When Mom arrives, I have to fight the urge to run to her and wrap my arms around her and cry into her shoulder. Instead, I focus hard on making up answers to the questions she immediately starts asking. Do I feel nauseous? Have I thrown up? Do I have any other symptoms?
When we get home, she sends me to bed and brings up some ginger ale and crackers. Boomer follows her and jumps onto the bed. Mom sits next to me and runs her fingers across my back the way she used to when I was little and woke up from a nightmare.
Things were so much easier back then, when nightmares were only in dreams.
I wish so bad I could tell Mom what is really wrong. But if I do, she’ll stop rubbing my back. She’ll want to know every single thing that every kid said, and she’ll be horrified. Then she’ll start strategizing.
So when she asks me if there’s anything else she can do, I tell her I just want to sleep. Then I pull the covers up over my head and stay there the rest of the day.
29
I stay in bed on Tuesday, too. I tell Mom I got sick in the night.
Fina calls and texts me about a thousand times, so I set my phone to silent. I know she wants to talk about what happened, but I just want to pretend it didn’t. Pretend that when I have to go back to school, things are going to be normal again.
The one person I do want to talk to about everything is Gram. I don’t think I’ve ever missed her so badly.

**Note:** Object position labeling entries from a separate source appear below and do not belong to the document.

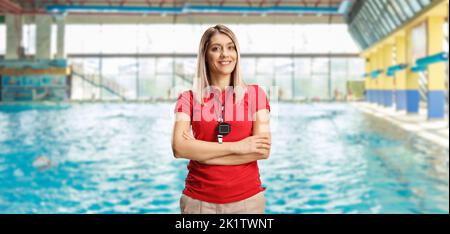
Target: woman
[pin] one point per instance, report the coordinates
(230, 125)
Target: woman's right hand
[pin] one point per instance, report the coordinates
(253, 144)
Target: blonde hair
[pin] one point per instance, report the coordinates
(202, 81)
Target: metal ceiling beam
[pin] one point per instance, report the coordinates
(193, 9)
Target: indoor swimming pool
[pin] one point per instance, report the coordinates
(116, 158)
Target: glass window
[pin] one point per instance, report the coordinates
(2, 39)
(415, 5)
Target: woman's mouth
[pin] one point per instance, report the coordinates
(224, 63)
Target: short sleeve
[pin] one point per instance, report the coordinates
(184, 103)
(258, 99)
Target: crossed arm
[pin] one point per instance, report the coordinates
(256, 147)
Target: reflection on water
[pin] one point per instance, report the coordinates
(116, 158)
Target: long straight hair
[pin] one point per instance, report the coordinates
(202, 79)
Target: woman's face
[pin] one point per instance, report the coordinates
(221, 55)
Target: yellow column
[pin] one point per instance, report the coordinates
(388, 81)
(382, 76)
(367, 83)
(412, 79)
(400, 76)
(436, 71)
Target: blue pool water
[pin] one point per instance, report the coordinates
(116, 158)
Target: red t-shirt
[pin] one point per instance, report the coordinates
(217, 183)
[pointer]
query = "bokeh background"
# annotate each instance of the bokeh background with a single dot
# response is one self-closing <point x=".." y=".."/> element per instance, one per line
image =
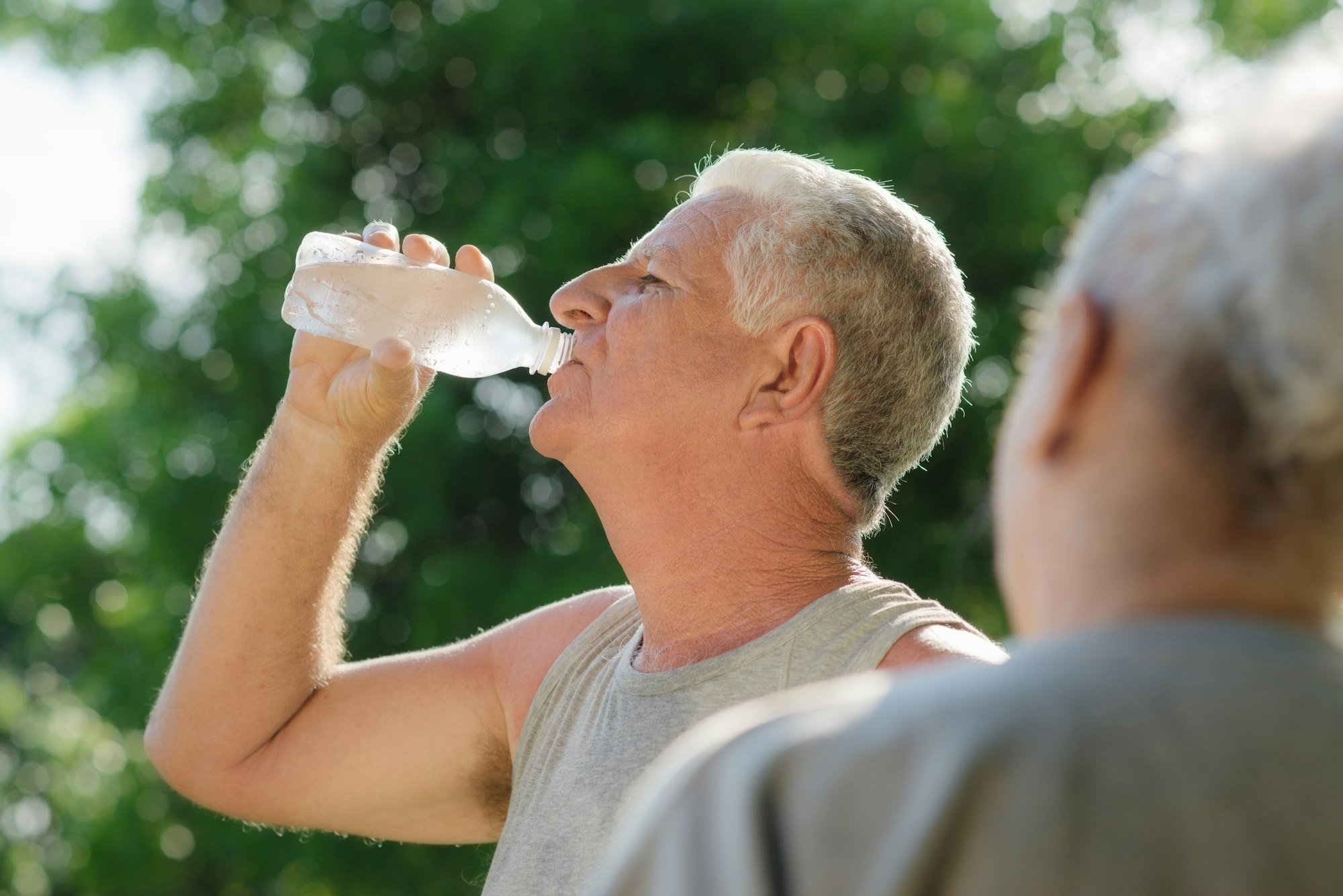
<point x="551" y="133"/>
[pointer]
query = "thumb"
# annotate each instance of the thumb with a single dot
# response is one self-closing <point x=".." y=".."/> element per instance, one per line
<point x="396" y="377"/>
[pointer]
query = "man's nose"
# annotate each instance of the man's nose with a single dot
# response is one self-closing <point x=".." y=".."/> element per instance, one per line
<point x="582" y="301"/>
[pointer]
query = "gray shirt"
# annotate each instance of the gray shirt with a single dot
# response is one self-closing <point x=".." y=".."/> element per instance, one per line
<point x="597" y="722"/>
<point x="1185" y="757"/>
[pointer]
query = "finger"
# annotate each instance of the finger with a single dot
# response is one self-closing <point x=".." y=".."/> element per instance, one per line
<point x="382" y="235"/>
<point x="472" y="260"/>
<point x="396" y="375"/>
<point x="425" y="248"/>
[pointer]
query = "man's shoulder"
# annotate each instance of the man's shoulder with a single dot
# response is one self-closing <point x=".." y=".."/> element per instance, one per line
<point x="526" y="648"/>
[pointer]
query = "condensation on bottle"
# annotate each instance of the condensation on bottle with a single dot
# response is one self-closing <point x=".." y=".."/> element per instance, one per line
<point x="464" y="325"/>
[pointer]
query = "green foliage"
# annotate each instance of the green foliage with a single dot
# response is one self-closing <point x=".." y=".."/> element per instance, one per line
<point x="553" y="134"/>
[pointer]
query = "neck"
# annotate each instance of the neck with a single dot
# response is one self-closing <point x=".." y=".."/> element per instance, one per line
<point x="715" y="568"/>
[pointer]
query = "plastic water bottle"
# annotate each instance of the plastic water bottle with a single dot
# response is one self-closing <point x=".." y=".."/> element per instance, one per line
<point x="464" y="325"/>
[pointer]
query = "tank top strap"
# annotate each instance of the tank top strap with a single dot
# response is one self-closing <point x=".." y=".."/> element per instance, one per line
<point x="863" y="623"/>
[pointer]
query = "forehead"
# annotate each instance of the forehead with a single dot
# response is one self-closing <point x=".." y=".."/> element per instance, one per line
<point x="696" y="231"/>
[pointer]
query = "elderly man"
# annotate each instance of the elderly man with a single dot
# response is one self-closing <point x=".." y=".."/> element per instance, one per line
<point x="1169" y="518"/>
<point x="749" y="383"/>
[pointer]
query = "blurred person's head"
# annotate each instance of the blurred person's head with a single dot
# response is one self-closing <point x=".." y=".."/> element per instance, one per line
<point x="1177" y="443"/>
<point x="793" y="334"/>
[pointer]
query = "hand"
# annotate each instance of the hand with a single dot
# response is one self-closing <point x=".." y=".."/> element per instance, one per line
<point x="359" y="397"/>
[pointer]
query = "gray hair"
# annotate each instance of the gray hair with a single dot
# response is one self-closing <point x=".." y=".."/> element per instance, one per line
<point x="1224" y="244"/>
<point x="843" y="247"/>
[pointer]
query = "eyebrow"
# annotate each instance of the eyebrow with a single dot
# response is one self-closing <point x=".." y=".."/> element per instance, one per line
<point x="645" y="254"/>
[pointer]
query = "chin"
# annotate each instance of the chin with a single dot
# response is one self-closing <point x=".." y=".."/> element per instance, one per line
<point x="551" y="432"/>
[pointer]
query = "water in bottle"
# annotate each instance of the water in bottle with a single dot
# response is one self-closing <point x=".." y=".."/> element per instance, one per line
<point x="464" y="325"/>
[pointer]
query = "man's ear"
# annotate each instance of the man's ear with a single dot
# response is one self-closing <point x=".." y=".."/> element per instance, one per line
<point x="1070" y="364"/>
<point x="798" y="362"/>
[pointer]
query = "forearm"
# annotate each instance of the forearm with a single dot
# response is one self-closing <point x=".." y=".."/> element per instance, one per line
<point x="267" y="631"/>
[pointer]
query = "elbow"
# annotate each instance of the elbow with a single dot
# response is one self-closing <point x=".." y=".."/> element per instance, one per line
<point x="166" y="753"/>
<point x="183" y="766"/>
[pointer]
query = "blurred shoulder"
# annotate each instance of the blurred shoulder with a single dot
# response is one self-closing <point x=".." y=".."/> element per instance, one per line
<point x="939" y="643"/>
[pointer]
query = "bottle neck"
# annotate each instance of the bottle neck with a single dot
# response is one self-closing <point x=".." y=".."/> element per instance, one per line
<point x="554" y="348"/>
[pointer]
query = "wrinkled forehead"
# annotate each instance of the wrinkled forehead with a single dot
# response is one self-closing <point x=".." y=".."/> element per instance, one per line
<point x="696" y="232"/>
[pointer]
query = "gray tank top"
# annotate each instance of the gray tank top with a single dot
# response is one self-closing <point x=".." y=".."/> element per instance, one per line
<point x="597" y="722"/>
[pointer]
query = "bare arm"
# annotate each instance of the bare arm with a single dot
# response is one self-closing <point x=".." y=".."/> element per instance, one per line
<point x="259" y="717"/>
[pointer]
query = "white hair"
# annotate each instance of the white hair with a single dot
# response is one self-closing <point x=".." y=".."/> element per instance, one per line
<point x="1225" y="246"/>
<point x="843" y="247"/>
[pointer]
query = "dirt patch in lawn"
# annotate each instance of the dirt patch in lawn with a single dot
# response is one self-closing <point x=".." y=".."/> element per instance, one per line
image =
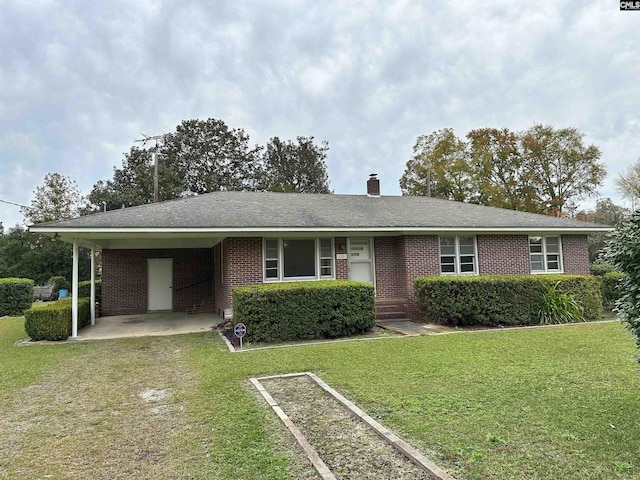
<point x="114" y="410"/>
<point x="350" y="448"/>
<point x="227" y="332"/>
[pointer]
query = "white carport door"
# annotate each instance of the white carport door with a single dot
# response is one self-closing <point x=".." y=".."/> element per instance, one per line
<point x="160" y="283"/>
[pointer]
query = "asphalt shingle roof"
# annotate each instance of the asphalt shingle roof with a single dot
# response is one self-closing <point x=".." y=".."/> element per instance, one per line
<point x="272" y="210"/>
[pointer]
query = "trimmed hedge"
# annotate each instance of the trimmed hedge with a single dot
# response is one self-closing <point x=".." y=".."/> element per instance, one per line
<point x="609" y="286"/>
<point x="304" y="310"/>
<point x="53" y="321"/>
<point x="84" y="290"/>
<point x="500" y="300"/>
<point x="16" y="295"/>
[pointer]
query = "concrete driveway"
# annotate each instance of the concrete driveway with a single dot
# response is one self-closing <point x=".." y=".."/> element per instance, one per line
<point x="150" y="324"/>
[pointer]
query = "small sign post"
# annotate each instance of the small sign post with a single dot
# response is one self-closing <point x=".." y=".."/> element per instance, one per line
<point x="239" y="331"/>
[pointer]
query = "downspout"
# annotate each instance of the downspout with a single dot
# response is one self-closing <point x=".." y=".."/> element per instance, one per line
<point x="93" y="284"/>
<point x="74" y="291"/>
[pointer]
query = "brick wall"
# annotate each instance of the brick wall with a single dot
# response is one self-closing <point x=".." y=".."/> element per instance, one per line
<point x="575" y="254"/>
<point x="420" y="257"/>
<point x="503" y="254"/>
<point x="124" y="279"/>
<point x="342" y="266"/>
<point x="241" y="265"/>
<point x="389" y="271"/>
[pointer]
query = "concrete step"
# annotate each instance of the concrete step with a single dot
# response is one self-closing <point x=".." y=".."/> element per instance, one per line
<point x="207" y="305"/>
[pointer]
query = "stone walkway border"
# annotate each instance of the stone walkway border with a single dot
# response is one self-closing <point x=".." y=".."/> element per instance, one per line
<point x="387" y="435"/>
<point x="232" y="349"/>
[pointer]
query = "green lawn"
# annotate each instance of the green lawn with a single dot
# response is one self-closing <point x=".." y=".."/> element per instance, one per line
<point x="559" y="403"/>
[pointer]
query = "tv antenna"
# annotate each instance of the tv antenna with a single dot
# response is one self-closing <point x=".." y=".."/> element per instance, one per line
<point x="154" y="157"/>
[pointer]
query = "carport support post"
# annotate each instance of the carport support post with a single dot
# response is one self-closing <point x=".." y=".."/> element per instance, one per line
<point x="74" y="291"/>
<point x="93" y="285"/>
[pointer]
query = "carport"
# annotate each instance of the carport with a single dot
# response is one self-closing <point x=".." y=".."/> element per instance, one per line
<point x="149" y="325"/>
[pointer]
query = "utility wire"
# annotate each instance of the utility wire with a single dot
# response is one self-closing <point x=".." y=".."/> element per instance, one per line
<point x="12" y="203"/>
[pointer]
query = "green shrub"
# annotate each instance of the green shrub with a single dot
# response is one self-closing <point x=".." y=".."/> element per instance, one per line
<point x="560" y="307"/>
<point x="84" y="289"/>
<point x="623" y="252"/>
<point x="304" y="310"/>
<point x="16" y="295"/>
<point x="53" y="321"/>
<point x="610" y="286"/>
<point x="59" y="282"/>
<point x="500" y="300"/>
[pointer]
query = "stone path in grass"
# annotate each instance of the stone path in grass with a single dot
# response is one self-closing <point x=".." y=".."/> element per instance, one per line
<point x="348" y="446"/>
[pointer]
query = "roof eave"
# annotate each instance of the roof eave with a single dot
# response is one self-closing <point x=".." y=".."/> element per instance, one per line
<point x="52" y="230"/>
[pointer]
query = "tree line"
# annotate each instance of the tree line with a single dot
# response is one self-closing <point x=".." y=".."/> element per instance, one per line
<point x="204" y="156"/>
<point x="541" y="170"/>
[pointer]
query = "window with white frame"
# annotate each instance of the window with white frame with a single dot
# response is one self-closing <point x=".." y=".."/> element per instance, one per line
<point x="545" y="254"/>
<point x="298" y="259"/>
<point x="458" y="255"/>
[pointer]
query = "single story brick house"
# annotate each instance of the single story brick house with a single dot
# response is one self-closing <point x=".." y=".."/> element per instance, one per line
<point x="190" y="253"/>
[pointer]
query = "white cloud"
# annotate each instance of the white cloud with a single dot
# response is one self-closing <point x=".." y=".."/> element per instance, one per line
<point x="81" y="80"/>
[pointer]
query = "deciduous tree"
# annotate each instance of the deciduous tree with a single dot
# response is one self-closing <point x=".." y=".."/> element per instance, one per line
<point x="295" y="167"/>
<point x="57" y="198"/>
<point x="562" y="168"/>
<point x="204" y="156"/>
<point x="439" y="168"/>
<point x="628" y="183"/>
<point x="542" y="170"/>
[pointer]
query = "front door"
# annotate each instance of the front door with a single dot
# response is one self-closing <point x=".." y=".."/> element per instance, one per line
<point x="361" y="259"/>
<point x="160" y="283"/>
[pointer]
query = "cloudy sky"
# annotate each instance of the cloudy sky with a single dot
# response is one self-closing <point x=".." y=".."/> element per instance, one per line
<point x="79" y="80"/>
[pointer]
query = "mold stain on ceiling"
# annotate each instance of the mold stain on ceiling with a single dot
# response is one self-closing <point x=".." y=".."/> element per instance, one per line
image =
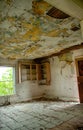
<point x="28" y="32"/>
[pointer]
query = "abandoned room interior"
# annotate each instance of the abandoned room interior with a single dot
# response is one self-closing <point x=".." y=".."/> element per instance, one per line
<point x="41" y="64"/>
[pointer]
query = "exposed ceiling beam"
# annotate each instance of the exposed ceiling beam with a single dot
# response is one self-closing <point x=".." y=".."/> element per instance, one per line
<point x="70" y="7"/>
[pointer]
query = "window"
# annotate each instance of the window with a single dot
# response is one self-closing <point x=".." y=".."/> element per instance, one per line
<point x="7" y="80"/>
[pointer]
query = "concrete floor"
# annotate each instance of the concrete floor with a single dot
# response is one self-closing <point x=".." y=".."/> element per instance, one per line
<point x="42" y="115"/>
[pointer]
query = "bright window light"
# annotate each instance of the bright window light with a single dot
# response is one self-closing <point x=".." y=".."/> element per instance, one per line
<point x="6" y="81"/>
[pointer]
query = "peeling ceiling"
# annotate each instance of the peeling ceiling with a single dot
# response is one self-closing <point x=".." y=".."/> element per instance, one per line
<point x="27" y="31"/>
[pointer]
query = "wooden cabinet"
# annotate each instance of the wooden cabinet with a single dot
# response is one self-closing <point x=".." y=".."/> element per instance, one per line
<point x="39" y="72"/>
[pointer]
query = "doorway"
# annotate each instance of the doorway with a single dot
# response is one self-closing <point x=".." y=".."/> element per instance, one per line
<point x="79" y="66"/>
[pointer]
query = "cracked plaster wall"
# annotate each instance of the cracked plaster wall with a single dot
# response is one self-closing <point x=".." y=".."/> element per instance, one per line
<point x="24" y="91"/>
<point x="63" y="77"/>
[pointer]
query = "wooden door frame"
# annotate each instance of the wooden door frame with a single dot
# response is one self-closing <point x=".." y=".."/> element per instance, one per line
<point x="76" y="64"/>
<point x="77" y="72"/>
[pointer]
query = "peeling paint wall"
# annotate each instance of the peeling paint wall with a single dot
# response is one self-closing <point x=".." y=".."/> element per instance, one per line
<point x="63" y="77"/>
<point x="27" y="32"/>
<point x="24" y="91"/>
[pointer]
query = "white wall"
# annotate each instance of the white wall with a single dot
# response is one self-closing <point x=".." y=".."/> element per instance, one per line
<point x="25" y="91"/>
<point x="63" y="77"/>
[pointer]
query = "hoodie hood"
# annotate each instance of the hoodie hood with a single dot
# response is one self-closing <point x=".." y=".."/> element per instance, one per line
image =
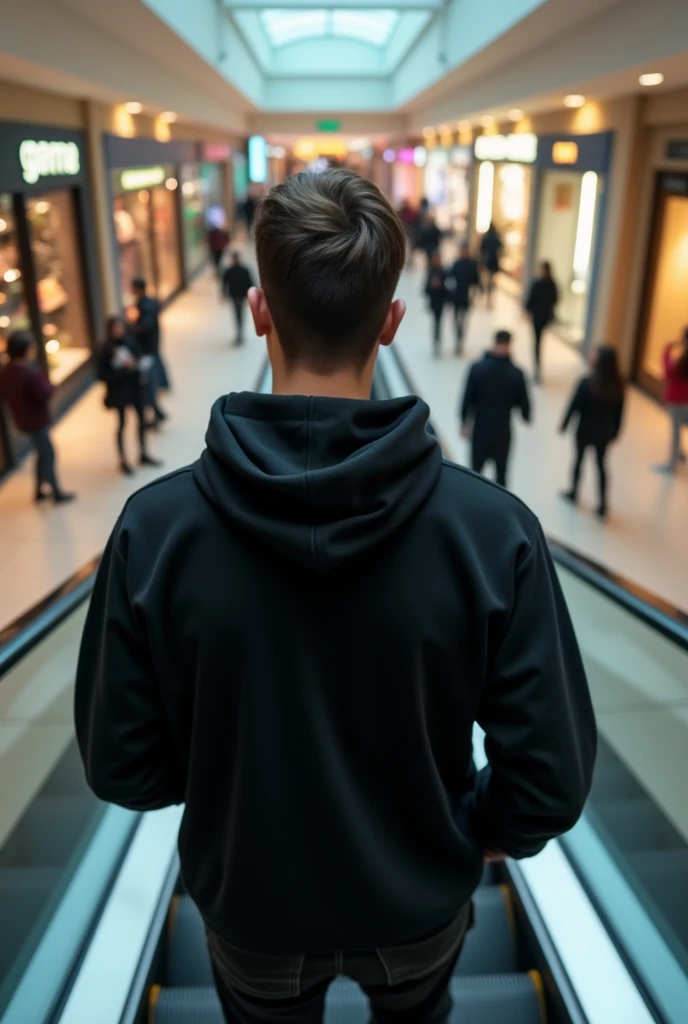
<point x="321" y="480"/>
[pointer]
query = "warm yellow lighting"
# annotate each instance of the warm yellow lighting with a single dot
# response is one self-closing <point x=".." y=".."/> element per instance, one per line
<point x="483" y="211"/>
<point x="652" y="78"/>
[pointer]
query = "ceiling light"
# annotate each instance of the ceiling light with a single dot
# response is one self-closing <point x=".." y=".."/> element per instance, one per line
<point x="652" y="78"/>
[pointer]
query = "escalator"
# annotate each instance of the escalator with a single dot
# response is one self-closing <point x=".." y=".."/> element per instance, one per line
<point x="593" y="931"/>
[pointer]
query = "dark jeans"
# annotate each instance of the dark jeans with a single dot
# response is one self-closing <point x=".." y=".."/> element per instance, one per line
<point x="407" y="984"/>
<point x="601" y="454"/>
<point x="45" y="461"/>
<point x="122" y="413"/>
<point x="500" y="456"/>
<point x="239" y="305"/>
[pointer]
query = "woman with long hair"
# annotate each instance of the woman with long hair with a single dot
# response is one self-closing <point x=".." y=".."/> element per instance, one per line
<point x="119" y="370"/>
<point x="676" y="397"/>
<point x="597" y="403"/>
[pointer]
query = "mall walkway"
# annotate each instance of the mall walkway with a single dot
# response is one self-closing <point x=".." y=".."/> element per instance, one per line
<point x="644" y="540"/>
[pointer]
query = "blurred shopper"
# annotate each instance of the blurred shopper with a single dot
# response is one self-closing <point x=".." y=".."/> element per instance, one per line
<point x="237" y="282"/>
<point x="436" y="291"/>
<point x="218" y="240"/>
<point x="493" y="389"/>
<point x="597" y="406"/>
<point x="676" y="397"/>
<point x="27" y="391"/>
<point x="119" y="370"/>
<point x="144" y="324"/>
<point x="542" y="302"/>
<point x="466" y="279"/>
<point x="231" y="659"/>
<point x="490" y="255"/>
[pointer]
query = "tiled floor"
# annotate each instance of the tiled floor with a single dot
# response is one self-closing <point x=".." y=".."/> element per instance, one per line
<point x="644" y="540"/>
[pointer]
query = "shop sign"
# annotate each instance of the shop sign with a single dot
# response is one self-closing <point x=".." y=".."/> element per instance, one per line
<point x="141" y="177"/>
<point x="47" y="160"/>
<point x="565" y="153"/>
<point x="517" y="148"/>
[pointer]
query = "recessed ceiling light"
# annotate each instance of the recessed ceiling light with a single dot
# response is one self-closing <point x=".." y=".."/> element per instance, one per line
<point x="652" y="78"/>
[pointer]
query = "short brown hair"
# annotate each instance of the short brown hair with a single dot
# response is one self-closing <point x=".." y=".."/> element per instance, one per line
<point x="330" y="250"/>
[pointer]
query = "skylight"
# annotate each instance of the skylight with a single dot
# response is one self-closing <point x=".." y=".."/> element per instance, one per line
<point x="284" y="27"/>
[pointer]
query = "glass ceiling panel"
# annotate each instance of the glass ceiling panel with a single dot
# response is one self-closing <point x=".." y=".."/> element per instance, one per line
<point x="285" y="27"/>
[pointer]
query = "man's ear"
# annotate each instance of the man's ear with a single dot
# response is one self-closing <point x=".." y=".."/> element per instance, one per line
<point x="395" y="314"/>
<point x="259" y="311"/>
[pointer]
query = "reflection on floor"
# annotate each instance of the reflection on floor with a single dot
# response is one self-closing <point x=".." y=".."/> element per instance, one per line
<point x="644" y="539"/>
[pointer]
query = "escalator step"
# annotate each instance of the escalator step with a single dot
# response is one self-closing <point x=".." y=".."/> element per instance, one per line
<point x="490" y="946"/>
<point x="489" y="999"/>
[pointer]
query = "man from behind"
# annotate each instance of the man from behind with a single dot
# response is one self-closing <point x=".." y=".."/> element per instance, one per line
<point x="295" y="635"/>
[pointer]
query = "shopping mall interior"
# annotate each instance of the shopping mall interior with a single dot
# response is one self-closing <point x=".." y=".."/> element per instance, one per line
<point x="137" y="140"/>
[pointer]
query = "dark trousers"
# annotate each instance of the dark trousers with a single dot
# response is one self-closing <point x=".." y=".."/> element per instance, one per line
<point x="538" y="329"/>
<point x="406" y="984"/>
<point x="239" y="304"/>
<point x="45" y="461"/>
<point x="499" y="454"/>
<point x="122" y="414"/>
<point x="600" y="449"/>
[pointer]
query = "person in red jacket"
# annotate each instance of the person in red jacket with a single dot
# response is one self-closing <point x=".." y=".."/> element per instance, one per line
<point x="27" y="392"/>
<point x="676" y="397"/>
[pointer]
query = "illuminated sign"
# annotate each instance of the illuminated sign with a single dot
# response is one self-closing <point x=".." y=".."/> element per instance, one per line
<point x="565" y="153"/>
<point x="47" y="160"/>
<point x="511" y="148"/>
<point x="142" y="177"/>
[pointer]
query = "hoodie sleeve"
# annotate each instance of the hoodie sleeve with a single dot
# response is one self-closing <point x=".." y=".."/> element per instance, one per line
<point x="538" y="717"/>
<point x="122" y="730"/>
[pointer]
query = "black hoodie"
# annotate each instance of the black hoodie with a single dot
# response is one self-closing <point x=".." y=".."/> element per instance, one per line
<point x="295" y="636"/>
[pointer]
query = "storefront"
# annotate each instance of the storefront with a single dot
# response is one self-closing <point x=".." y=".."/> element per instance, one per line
<point x="503" y="195"/>
<point x="46" y="253"/>
<point x="569" y="201"/>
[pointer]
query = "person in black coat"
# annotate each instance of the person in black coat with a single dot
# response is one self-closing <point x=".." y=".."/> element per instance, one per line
<point x="437" y="293"/>
<point x="144" y="324"/>
<point x="237" y="283"/>
<point x="597" y="403"/>
<point x="495" y="387"/>
<point x="542" y="301"/>
<point x="119" y="369"/>
<point x="466" y="278"/>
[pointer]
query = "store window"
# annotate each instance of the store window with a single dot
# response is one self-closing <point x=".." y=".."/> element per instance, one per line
<point x="54" y="245"/>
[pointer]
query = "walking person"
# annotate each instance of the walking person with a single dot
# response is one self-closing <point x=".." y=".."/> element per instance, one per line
<point x="496" y="386"/>
<point x="597" y="404"/>
<point x="119" y="369"/>
<point x="466" y="278"/>
<point x="237" y="282"/>
<point x="676" y="397"/>
<point x="144" y="324"/>
<point x="490" y="255"/>
<point x="333" y="822"/>
<point x="27" y="392"/>
<point x="542" y="302"/>
<point x="436" y="291"/>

There was this one time a few years ago when I was staying a
t Morning Glory Cottage and couldn’t find a bracelet Mom had given me for Christmas. It had been Mom’s growing up, and it was one of the few presents she’d ever given me that I hadn’t asked for but had actually liked. It was made of silver links, and attached to one of them was a bell that rang when the bracelet shook.
“There, there, darlin’,” Gram had said when she’d found me crying, pulling me into the flowy fabric of her long dress. “What is it?”
I told her what had happened and she listened, nodding seriously.
“Whenever I have a problem,” she said, “I like to retrace my steps. Go back until I figure out where things started to go wrong. Or, in this case, where I might have lost the thing I’m looking for. So, when was the last time you saw the bracelet?”
I thought hard until I remembered hearing the church bell ring that afternoon, and looking down at the bell on my wrist, shaking it to make it chime along with the real one. I had gone with Gram to read while she painted a landscape of Old Joe’s farm, and we’d been walking home through the fields.
We set out, retracing our route like Gram said, until I spotted something shiny in a muddy puddle in the middle of the bumpy farm road. The bracelet must have come loose when I’d shaken it and dropped straight off my wrist.
All I want now is for Gram to tell me how to fix things again. How to retrace my steps back to the way things were before Edie’s texts, before my diagnosis, before Gram died.
“Just remember next time,” Gram had said once the bracelet was safely around my wrist again, “that you’ve always got me, Emma. And with the two of us together, things can’t be too bad.”
But that wasn’t true, was it?
Now, when I need her more than ever, I don’t have Gram.
And it makes me wonder what else Gram said that wasn’t true, either.
On Wednesday morning, I tell Mom I’m not ready to go back to school. Which is true.
When I get up to go to the bathroom, I hear her downstairs, talking on the phone in low tones, probably to Dad, who left early for work. I know I can’t stay home forever. Eventually they’ll take me to the doctor, who will see that nothing is wrong with me. Nothing she can fix, anyway.